A simple solution to problems like this -- similarly orphaned drugs (either naturally-occurring compounds or compounds that have been around too long to be patentable) are by no means rare -- would be to eliminate the morass of government regulations that put a huge hurdle in front of anyone who would bring a new treatment to market. Why not give potential users of such treatments the freedom to make informed decisions about whether to test new treatments on themselves? In this case, people with advanced cancer -- people who feel that they have nothing to lose anyway -- could be allowed to serve as guinea pigs. It would not even be necessary to do double blind clinical tests where some people are given the drugs and some people are given placebos. Rather, as anecdotal evidence accumulated the overall picture of the drug's actual efficacy and safety would emerge soon enough.
We can see from this example how government regulations ostensibly put in place to protect consumers of medicines and health care services often have the unintended consequence of protecting big pharma from competition. If it costs $100 million and many years to bring a new treatment to market, the government has rigged the rules of the game so that ONLY big pharma can play. Meanwhile, sick people suffer because orphaned drugs never reach them, and the treatments that do reach them cost much more than they might have if the morass of government red tape had not existed.
It is a well-known fact that huge corporations HATE more than anything the morass of regulations that government bureaucracies establish. You can hear their constant, terrified refrain --
Oh please, please! Don't throw us into that briar patch! Anything but the briar patch!
Remember, today's huge corporations were born and raised in the briar patch of complex, expensive, onerous government regulations.
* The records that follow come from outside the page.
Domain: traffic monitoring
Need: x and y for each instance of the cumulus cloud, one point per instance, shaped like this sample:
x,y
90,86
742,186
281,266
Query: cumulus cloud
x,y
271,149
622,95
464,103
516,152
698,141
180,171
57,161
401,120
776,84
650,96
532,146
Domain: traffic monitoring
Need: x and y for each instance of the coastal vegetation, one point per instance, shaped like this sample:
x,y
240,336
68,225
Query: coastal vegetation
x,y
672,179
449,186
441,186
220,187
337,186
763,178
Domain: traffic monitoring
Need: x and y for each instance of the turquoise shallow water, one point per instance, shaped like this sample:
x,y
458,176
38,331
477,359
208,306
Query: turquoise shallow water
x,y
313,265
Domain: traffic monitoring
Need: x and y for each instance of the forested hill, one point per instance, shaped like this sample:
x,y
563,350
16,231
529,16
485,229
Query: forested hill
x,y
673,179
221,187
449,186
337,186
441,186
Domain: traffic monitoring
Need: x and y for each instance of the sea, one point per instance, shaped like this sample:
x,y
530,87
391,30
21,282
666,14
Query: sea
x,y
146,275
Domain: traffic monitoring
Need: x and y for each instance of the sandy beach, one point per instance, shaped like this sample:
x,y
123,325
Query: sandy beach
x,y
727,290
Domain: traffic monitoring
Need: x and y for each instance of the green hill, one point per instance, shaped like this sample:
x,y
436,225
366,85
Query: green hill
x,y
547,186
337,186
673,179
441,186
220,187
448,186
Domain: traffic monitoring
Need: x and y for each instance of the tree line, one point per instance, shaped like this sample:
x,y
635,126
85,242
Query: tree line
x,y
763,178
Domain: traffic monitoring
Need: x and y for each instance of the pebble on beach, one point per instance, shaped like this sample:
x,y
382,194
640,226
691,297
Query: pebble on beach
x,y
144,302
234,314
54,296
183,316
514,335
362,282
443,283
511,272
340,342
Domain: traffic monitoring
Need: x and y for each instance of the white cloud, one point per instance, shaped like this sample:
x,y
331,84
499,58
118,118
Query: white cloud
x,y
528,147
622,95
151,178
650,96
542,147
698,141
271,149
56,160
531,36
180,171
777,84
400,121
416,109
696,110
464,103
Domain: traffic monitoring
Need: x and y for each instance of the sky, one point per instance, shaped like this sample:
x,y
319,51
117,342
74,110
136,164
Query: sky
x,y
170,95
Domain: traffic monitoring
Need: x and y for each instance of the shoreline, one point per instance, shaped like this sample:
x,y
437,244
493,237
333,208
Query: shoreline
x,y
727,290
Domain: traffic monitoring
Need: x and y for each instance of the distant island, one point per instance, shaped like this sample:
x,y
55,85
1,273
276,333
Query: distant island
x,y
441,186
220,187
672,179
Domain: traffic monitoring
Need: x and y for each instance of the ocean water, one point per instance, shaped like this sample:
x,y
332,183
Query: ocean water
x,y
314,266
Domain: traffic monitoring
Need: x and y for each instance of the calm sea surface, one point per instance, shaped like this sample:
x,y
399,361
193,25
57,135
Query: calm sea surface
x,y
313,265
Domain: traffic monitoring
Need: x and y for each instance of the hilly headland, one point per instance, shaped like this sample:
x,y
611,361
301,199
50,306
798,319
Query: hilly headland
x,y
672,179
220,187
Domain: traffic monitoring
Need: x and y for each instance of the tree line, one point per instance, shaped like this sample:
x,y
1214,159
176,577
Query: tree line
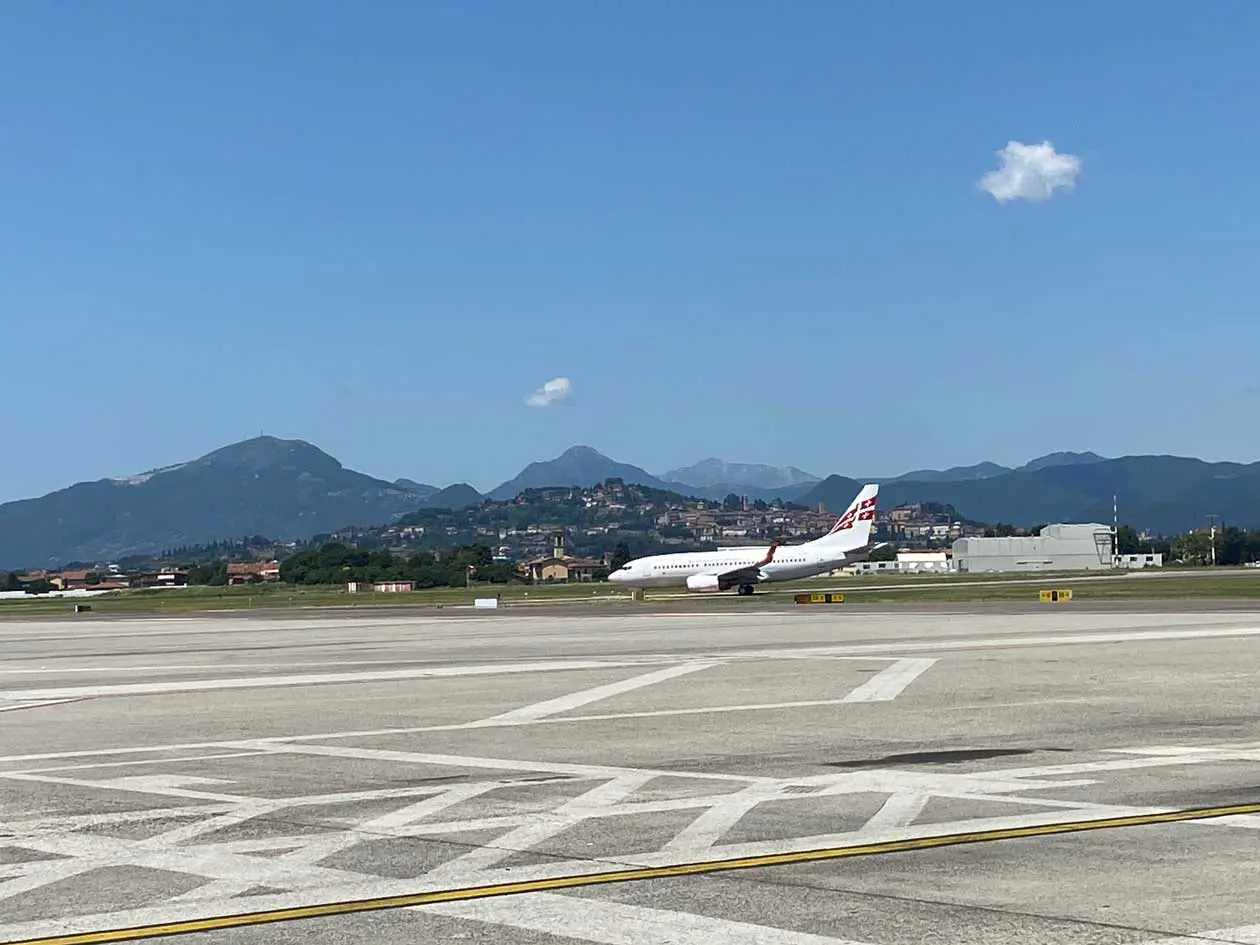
x,y
338,563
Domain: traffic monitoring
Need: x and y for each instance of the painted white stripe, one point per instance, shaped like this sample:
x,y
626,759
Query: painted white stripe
x,y
38,704
618,922
1242,935
265,682
715,823
538,829
899,812
552,767
888,683
572,701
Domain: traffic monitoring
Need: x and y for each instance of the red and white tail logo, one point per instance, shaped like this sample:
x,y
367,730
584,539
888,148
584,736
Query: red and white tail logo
x,y
861,510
They are the only ones with the resources necessary to navigate there and thus a great deal of potential competition is effectively eliminated. Government regulatory bureaucracies tend to create monopolistic situations that are contrary to consumers' interests.
In fact, the revolving door between government and industry is such that serious conflicts of interests and "unholy alliances" between the "regulators" and the "regulated" are endemic. That's just another reason why I don't trust State-based solutions to just about anything. Murray Rothbard was right to describe the State as a bandit gang writ large.